RTC, one of the largest retail, distribution and services in Romania, headed by businessman Octavian Radu, said it would put on hold all the projects that are expected to return null profit, thus focusing on improving efficiency.
RTC is likely to fall into red
2009 may be a challenging year for RTC, as the company saw its sales of stationery products and of Diverta store falling severely. However, the retail, distribution and fashion divisions of RTC had a constant growth pace, fueled also by the sales period.
“Whoever sees growth, except for chocolate producers, is either lying or unconscious. The sales in stationery segment fell 40%, and at Diverta they slumped 20% in the bleakest week of the year. If we were looking at the figures once in six months before, now I keep tabs on them on a weekly basis, not because of panic, but only to grasp the situation and to make some prompt decisions. For the moment, we’ve seen a constant decline in August-December interval and a fluctuation of sales since December”, said Octavian Radu.

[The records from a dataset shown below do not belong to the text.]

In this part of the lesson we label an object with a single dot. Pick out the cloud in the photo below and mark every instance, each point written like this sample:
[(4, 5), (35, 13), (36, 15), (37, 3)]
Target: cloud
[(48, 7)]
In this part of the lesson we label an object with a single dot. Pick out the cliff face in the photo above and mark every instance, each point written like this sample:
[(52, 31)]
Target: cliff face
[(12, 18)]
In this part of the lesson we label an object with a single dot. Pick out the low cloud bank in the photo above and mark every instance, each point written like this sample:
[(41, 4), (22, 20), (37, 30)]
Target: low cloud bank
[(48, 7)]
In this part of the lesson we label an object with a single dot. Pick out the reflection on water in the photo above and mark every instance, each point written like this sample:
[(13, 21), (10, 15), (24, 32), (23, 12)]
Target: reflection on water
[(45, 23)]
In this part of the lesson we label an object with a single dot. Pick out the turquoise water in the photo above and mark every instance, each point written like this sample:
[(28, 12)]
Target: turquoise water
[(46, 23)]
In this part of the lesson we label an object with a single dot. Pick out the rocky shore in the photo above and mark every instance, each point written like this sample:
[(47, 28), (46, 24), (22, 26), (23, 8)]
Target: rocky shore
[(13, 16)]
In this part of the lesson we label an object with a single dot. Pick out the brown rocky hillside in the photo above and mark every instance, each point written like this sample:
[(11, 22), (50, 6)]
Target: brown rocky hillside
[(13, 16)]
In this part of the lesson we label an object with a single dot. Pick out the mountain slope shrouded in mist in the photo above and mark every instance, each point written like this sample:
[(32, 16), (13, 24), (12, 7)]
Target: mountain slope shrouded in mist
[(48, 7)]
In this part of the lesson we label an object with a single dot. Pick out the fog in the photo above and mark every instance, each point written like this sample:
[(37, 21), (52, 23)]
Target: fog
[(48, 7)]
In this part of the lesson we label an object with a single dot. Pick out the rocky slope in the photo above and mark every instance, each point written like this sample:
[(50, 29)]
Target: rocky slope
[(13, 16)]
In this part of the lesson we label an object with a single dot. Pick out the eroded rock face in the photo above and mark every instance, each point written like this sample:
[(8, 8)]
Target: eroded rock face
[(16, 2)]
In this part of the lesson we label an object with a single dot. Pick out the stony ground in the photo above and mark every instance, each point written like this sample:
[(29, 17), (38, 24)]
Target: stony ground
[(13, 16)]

He added that he didn’t intend to open new stores, as there was no demand in the market.
“There is no investment to wish and to be turned down by the bank, but there are no more investments I am eager to develop like I used to last year. As long as I have stores that return losses rather than profit, and I try to figure out how to shut them down, it would be meaningless to open new stores, in the current poor economic conditions”, said Radu, stressing the importance of investments in improving the efficiency, especially in times of crisis.
On the other hand, RTC had a 1% workforce fluctuation in December (nearly 50 persons), and in January, about 100 – 200 employees were laid off. For the moment, the group will put on hold all the projects for which the earning drivers look negative.